Compare this with the coverage of an incident that happened only two weeks ago, the shooting that killed 12 people in Aurora, Colo. Networks devoted themselves round-the-clock to the attack: Who was the shooter? Why did he do it? There were entire segments dedicated (rightly) to covering the vigils and a community in mourning.

This time, there was none of that. Instead, TV commentators asked tentative questions about a religion that few had heard of. There was none of the sense of outrage that followed the Aurora massacre, none of the national heartbreak and grief that seemed so pervasive only two weeks ago.

On the Sunday after the Aurora shooting, I'd taken a taxi to see The Dark Knight Rises. The cabbie told me to "be careful" when I stepped out and headed to the theater.

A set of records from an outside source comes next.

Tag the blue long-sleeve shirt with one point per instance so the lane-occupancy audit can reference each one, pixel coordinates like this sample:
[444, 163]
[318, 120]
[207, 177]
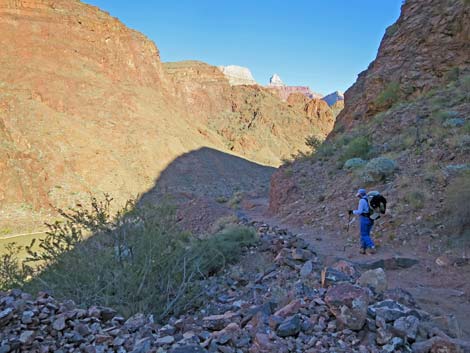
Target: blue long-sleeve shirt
[363, 207]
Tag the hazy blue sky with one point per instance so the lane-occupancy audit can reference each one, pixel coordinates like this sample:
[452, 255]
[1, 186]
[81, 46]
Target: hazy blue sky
[320, 43]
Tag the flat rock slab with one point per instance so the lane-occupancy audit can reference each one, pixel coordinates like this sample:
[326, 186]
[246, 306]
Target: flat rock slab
[393, 263]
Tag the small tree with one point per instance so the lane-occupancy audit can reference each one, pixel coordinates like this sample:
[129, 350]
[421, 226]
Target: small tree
[314, 142]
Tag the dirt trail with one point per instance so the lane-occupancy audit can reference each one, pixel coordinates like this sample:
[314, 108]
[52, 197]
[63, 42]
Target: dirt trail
[440, 290]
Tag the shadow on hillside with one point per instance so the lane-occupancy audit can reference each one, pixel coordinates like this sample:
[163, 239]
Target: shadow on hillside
[210, 173]
[140, 262]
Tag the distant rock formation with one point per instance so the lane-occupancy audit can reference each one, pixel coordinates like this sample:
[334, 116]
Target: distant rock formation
[87, 91]
[334, 97]
[238, 75]
[277, 86]
[276, 81]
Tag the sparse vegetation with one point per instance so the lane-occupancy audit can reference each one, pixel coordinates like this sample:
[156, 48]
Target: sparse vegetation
[457, 203]
[358, 147]
[135, 261]
[415, 199]
[391, 30]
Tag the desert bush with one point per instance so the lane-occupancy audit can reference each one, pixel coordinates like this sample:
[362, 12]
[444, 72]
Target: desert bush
[379, 169]
[358, 147]
[326, 150]
[457, 206]
[389, 96]
[391, 30]
[452, 74]
[314, 142]
[135, 261]
[354, 163]
[12, 273]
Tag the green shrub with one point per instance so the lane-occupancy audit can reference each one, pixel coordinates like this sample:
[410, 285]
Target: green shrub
[12, 273]
[379, 169]
[391, 30]
[326, 150]
[135, 261]
[457, 207]
[452, 74]
[358, 147]
[314, 142]
[465, 82]
[389, 96]
[415, 199]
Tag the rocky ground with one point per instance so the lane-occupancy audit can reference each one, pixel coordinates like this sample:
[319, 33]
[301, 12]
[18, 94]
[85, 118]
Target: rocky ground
[280, 298]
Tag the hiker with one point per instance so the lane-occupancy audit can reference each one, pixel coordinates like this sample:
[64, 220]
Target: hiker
[366, 223]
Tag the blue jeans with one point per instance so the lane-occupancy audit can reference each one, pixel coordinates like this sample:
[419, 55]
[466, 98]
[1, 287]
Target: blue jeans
[366, 226]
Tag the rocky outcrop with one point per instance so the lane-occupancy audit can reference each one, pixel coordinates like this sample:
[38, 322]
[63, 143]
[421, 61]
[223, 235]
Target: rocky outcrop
[288, 312]
[85, 91]
[332, 98]
[238, 75]
[277, 86]
[418, 52]
[315, 109]
[276, 81]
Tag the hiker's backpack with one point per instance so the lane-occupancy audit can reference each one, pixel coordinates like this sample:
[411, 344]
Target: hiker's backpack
[377, 204]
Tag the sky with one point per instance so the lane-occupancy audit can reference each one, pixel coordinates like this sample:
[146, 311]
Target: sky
[323, 44]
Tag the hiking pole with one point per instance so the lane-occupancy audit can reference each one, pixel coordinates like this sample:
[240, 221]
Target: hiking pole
[349, 221]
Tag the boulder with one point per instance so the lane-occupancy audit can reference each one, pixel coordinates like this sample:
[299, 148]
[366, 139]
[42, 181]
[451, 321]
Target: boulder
[290, 327]
[306, 269]
[188, 349]
[346, 267]
[454, 122]
[348, 303]
[436, 345]
[330, 276]
[290, 309]
[379, 169]
[374, 279]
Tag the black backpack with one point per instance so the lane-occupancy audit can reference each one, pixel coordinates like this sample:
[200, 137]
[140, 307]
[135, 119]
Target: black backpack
[377, 204]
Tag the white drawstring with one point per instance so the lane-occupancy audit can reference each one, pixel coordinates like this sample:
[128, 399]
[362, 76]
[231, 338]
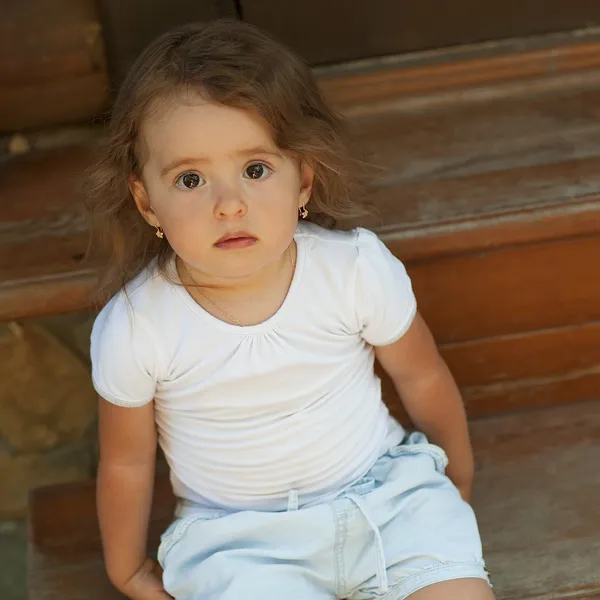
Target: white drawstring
[293, 500]
[379, 550]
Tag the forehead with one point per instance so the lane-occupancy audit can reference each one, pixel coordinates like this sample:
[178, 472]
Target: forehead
[197, 127]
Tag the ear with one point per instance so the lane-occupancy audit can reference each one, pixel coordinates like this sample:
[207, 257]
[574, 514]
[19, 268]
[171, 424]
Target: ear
[142, 201]
[307, 177]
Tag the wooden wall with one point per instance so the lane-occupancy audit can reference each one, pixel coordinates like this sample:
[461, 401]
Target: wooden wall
[56, 55]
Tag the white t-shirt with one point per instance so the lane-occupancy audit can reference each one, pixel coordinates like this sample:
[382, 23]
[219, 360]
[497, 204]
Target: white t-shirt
[247, 414]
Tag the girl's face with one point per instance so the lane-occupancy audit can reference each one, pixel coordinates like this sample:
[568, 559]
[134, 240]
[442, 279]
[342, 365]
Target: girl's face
[226, 197]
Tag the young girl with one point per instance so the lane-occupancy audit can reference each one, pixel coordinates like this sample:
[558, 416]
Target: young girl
[243, 338]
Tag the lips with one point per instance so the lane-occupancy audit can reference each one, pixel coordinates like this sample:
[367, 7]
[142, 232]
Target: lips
[237, 239]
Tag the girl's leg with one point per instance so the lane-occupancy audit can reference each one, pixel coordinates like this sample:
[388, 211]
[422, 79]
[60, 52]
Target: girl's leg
[465, 589]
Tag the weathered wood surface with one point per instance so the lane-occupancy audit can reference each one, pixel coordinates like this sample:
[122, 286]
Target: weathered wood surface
[52, 63]
[365, 28]
[130, 26]
[536, 497]
[494, 206]
[456, 178]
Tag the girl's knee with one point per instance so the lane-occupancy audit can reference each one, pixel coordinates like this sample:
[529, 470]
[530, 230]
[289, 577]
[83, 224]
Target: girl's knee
[465, 589]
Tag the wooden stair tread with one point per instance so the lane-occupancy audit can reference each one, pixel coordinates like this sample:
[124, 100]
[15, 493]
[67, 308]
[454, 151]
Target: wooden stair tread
[443, 166]
[536, 499]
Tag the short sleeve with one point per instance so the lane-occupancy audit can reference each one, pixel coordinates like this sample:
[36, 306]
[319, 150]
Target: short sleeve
[123, 355]
[385, 302]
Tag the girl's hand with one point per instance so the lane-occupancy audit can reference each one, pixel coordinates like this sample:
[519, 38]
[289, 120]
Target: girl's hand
[146, 583]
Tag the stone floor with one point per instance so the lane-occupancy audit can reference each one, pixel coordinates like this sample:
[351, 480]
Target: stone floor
[13, 547]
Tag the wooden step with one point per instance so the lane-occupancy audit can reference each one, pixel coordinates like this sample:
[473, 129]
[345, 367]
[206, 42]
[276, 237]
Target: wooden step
[52, 65]
[489, 191]
[536, 497]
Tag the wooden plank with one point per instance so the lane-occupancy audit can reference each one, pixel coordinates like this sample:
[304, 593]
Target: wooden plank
[339, 32]
[518, 395]
[536, 355]
[540, 392]
[130, 26]
[62, 518]
[535, 497]
[578, 217]
[509, 290]
[50, 50]
[448, 142]
[425, 202]
[358, 87]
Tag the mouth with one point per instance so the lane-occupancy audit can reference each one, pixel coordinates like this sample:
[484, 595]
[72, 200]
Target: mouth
[237, 239]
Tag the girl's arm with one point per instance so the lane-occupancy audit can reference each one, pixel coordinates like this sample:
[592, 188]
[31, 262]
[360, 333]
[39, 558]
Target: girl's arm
[431, 398]
[124, 496]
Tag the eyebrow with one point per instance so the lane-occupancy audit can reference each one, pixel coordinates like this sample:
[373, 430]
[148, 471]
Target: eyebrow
[179, 162]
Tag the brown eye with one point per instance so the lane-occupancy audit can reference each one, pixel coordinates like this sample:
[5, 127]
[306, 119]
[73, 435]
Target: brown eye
[258, 171]
[189, 181]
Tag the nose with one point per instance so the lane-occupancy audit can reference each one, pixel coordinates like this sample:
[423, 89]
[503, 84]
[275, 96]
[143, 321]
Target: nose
[229, 203]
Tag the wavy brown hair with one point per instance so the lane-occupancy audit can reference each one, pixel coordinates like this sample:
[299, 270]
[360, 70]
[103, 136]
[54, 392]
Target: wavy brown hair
[234, 64]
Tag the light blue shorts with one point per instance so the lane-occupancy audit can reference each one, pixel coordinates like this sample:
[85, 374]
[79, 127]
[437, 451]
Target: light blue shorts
[400, 528]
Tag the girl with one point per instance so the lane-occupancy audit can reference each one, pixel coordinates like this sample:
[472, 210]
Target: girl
[243, 339]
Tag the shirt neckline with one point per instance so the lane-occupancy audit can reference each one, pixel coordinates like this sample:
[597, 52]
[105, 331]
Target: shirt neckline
[266, 325]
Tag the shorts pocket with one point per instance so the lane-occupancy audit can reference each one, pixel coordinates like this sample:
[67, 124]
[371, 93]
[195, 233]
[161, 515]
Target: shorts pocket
[416, 443]
[177, 529]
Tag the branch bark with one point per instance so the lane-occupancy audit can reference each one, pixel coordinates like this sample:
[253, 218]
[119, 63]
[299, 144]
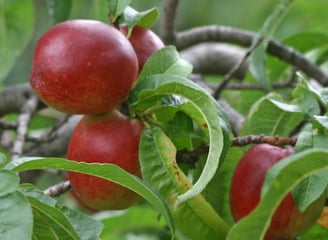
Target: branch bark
[168, 23]
[216, 33]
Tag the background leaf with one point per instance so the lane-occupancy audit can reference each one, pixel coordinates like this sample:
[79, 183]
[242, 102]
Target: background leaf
[269, 116]
[59, 10]
[9, 182]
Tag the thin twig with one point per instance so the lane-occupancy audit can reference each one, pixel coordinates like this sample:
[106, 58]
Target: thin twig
[191, 157]
[230, 74]
[58, 189]
[23, 121]
[256, 139]
[254, 86]
[241, 37]
[168, 23]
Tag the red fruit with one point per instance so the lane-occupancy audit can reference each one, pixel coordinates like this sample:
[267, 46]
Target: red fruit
[106, 138]
[144, 41]
[83, 67]
[287, 222]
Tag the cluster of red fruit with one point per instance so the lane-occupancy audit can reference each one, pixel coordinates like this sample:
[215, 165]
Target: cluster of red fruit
[89, 67]
[288, 221]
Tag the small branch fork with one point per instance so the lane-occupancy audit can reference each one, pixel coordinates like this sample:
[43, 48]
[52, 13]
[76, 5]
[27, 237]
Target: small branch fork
[191, 157]
[231, 73]
[58, 189]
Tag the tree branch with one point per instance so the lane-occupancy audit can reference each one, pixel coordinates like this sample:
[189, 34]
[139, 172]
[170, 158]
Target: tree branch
[215, 58]
[168, 23]
[215, 33]
[23, 121]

This time around, even the man behind the counter at my neighborhood Indian grocery store found out about the incident several hours after it had happened. "We only knew when people from India began calling us," he told me.

So, obviously, the question is: Why is it that the American people, and the American media in particular, care less about this attack?

The Aurora shooting was purportedly the handiwork of a mentally disturbed young man. The attack says a lot about the lack of gun control in the U.S. but ultimately little else. Shouldn't this attack, with its label of "domestic terrorism" and possible political agenda, spark off a larger discussion about the dangerous insularity of American society? Shouldn't we be talking about why white-supremacist ideology would find a favorable recruit in a man with a military background?

Consider, for a minute, a situation in which the skin colors of the victims and attacker were reversed. What if, instead of a white supremacist, the attacker had been a Muslim fundamentalist, and the place of worship a synagogue or a church? Would Fox News have aired a segment about a Latin American prison just hours after the shooting? Would we be talking about the Olympics right now?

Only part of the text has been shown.